100%|█████████████████████████████████████████████████████████████████████████████| 6.23M/6.23M [00:01<00:00, 4.59MB/s]
Ultralytics YOLOv8.0.105 Python-3.10.11 torch-2.0.0+cu118 CUDA:0 (NVIDIA GeForce RTX 3090, 24575MiB)
Speed: 18.1ms preprocess, 191.7ms inference, 8.0ms postprocess per image at shape (1, 3, 640, 640)
Downloading https:\ultralytics.com\images\bus.jpg to bus.jpg...
100%|███████████████████████████████████████████████████████████████████████████████| 476k/476k [00:00<00:00, 2.36MB/s]
image 1/1 G:\ultralytics\bus.jpg: 640x480 4 persons, 1 bus, 1 stop sign, 191.7ms
Speed: 18.1ms preprocess, 191.7ms inference, 8.0ms postprocess per image at shape (1, 3, 640, 640)
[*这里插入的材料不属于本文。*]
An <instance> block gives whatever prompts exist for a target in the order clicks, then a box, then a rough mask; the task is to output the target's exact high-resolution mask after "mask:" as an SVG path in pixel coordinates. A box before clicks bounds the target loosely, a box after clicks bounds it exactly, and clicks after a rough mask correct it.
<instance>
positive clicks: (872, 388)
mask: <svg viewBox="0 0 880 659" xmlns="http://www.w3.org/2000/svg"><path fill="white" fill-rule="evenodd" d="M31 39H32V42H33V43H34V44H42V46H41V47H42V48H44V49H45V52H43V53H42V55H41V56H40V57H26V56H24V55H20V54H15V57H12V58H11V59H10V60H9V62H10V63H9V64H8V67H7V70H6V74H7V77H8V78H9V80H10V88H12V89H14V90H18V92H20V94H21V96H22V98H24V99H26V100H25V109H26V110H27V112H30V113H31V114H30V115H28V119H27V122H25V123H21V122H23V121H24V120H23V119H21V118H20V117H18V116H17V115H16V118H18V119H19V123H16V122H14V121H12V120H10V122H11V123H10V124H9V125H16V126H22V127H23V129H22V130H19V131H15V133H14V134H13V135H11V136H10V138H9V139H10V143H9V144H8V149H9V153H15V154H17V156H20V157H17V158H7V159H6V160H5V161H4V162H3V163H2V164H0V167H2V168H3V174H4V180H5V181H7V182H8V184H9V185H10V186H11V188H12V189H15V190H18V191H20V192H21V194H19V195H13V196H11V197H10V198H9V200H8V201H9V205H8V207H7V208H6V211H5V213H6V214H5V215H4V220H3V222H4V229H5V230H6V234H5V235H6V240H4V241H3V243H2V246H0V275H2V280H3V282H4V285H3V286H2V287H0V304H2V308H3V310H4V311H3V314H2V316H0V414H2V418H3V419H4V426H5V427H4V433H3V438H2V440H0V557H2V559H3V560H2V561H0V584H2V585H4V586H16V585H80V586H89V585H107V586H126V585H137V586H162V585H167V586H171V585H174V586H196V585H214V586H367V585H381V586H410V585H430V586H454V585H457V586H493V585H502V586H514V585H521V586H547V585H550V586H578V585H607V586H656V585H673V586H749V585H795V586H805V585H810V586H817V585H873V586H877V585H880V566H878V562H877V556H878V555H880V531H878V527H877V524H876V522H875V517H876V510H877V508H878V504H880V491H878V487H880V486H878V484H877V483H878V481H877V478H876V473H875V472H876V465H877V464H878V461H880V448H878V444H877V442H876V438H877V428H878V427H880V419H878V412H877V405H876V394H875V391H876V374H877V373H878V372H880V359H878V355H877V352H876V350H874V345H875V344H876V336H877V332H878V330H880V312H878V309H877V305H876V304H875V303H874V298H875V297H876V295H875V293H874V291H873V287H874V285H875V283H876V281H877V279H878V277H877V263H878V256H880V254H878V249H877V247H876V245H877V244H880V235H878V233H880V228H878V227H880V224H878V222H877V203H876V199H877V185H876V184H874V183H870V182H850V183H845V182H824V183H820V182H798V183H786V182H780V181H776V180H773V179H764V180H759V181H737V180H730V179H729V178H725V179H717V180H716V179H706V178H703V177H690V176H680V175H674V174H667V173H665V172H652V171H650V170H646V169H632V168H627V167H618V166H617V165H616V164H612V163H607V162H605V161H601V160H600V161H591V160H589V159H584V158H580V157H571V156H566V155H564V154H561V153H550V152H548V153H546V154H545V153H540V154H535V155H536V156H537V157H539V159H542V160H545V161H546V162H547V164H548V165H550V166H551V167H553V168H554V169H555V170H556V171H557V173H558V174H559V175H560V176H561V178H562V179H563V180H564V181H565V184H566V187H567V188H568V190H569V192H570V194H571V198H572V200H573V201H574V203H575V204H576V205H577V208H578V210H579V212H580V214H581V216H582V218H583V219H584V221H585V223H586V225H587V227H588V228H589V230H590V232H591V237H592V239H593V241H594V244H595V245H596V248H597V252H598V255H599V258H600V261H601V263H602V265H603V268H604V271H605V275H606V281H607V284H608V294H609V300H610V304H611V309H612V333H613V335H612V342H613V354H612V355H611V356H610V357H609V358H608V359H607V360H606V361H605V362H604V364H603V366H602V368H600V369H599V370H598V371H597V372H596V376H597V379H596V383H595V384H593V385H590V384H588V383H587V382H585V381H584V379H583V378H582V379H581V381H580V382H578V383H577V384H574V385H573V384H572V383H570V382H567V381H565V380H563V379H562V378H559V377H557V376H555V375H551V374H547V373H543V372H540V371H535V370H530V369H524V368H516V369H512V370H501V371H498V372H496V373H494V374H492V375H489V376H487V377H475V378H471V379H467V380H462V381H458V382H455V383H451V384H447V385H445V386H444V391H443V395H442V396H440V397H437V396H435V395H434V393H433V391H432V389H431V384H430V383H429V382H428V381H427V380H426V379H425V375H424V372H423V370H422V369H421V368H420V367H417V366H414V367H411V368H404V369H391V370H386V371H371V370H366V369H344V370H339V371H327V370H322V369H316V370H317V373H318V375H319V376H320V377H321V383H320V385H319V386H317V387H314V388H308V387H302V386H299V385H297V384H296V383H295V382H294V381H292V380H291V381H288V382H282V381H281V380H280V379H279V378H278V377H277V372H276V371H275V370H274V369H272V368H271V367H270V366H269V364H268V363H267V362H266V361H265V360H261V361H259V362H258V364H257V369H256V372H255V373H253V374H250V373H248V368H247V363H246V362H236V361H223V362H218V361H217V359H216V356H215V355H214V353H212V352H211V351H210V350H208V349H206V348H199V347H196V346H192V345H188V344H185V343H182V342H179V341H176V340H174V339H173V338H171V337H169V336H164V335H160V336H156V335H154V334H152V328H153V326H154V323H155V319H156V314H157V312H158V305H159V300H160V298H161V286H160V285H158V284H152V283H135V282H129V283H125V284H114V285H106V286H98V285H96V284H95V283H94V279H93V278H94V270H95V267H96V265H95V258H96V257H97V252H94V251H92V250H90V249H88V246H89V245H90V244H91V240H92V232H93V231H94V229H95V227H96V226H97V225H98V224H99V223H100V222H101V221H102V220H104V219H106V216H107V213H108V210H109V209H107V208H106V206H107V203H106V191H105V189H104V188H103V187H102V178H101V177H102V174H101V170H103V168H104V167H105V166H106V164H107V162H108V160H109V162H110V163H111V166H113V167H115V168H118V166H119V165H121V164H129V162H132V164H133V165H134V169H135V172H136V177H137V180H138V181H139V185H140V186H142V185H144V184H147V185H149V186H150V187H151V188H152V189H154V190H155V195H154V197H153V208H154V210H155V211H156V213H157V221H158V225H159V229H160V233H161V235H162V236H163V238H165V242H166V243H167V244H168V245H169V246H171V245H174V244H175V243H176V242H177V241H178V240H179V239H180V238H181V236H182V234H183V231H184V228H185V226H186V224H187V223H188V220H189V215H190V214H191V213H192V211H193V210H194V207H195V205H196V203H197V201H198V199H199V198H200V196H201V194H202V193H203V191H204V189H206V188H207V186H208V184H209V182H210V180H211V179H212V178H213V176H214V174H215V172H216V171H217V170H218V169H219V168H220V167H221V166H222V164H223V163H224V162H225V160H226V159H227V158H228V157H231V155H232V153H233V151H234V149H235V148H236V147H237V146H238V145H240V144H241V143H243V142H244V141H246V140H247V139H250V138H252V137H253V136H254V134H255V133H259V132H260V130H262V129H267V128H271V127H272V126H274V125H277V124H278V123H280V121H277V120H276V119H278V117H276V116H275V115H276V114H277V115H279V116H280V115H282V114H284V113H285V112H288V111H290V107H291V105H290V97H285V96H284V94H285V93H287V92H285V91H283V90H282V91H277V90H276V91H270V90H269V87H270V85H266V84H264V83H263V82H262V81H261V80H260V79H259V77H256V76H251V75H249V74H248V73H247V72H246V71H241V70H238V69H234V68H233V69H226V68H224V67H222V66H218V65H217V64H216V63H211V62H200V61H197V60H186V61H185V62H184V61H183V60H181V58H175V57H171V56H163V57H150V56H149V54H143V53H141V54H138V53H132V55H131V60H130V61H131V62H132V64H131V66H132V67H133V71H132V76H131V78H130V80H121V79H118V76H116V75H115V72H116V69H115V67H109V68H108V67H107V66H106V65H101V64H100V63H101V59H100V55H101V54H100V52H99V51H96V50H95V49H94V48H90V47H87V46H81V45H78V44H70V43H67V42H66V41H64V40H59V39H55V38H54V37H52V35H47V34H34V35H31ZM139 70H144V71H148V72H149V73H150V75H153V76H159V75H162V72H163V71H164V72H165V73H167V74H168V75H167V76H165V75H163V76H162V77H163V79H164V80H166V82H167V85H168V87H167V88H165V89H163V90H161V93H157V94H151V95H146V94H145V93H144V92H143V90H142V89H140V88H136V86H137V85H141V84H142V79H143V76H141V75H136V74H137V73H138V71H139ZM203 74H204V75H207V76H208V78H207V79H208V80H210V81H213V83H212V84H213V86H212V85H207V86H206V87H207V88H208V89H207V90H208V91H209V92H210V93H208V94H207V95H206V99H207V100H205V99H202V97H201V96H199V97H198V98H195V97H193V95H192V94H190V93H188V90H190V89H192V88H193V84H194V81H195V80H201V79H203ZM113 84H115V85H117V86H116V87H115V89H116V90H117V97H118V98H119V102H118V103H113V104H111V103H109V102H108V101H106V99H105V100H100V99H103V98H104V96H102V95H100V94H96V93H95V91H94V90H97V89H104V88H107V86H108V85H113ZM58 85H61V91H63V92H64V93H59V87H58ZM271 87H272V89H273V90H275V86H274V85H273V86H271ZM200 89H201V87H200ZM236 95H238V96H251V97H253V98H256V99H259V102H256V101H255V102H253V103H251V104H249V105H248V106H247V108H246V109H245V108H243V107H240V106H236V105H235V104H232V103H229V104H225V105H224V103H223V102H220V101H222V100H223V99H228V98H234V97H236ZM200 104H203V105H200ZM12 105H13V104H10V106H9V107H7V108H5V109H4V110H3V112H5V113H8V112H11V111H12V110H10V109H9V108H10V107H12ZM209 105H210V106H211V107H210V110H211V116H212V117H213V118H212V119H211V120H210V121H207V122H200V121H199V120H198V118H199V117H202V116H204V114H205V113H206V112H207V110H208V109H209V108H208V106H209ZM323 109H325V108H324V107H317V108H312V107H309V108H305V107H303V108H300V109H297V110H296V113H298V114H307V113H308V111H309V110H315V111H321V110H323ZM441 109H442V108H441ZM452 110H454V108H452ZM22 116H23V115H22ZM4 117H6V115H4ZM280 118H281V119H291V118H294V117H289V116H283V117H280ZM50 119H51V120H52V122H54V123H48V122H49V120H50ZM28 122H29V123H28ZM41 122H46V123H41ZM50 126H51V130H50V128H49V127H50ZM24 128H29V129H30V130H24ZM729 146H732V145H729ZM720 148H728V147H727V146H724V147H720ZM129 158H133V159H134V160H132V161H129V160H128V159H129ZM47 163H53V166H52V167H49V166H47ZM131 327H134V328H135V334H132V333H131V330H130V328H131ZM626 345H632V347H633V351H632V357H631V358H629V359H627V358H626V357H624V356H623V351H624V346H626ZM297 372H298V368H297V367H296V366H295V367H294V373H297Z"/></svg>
Results saved to runs\detect\predict
分析一下
- 版本信息
Ultralytics YOLOv8.0.105
Python-3.10.11
torch-2.0.0+cu118
- 模型
yolov8n.pt
, 不存在会下载,预测图片bus.jpg - 默认任务为
detect
,目标检测 - 显卡计算,NVIDIA GeForce RTX 3090
cli
预测信息包含4 persons, 1 bus
- 预测结果自动保存到目录
runs\detect\predict
,多次生产会创建predict1
,predict2
…
GPU和CPU性能对比,差距还是很明显
CLI命令行
CLI入门文档:https://docs.ultralytics.com/usage/cli/
yolo TASK MODE ARGS
Where TASK (optional) is one of [detect, segment, classify]
MODE (required) is one of [train, val, predict, export, track]
ARGS (optional) are any number of custom 'arg=value' pairs like 'imgsz=320' that override defaults.
通过COCO128数据集体验yolov8
标签
训练、推理过程会打出识别的内容,0-79(类似的还有person),都是什么??怎么来的,可以看这个文件,https://github.com/ultralytics/ultralytics/blob/main/ultralytics/datasets/coco128.yaml
都是基于微软coco数据集预训练的分类结果
predict
直接使用命令进行预测(predict)
yolo detect predict model=yolov8n.pt source='https://ultralytics.com/images/bus.jpg'
Ultralytics YOLOv8.0.105 Python-3.10.11 torch-2.0.0+cu118 CUDA:0 (NVIDIA GeForce RTX 3090, 24575MiB)
YOLOv8n summary (fused): 168 layers, 3151904 parameters, 0 gradients
Found https:\ultralytics.com\images\bus.jpg locally at bus.jpg
image 1/1 G:\ultralytics\bus.jpg: 640x480 4 persons, 1 bus, 1 stop sign, 185.4ms
Speed: 5.7ms preprocess, 185.4ms inference, 7.0ms postprocess per image at shape (1, 3, 640, 640)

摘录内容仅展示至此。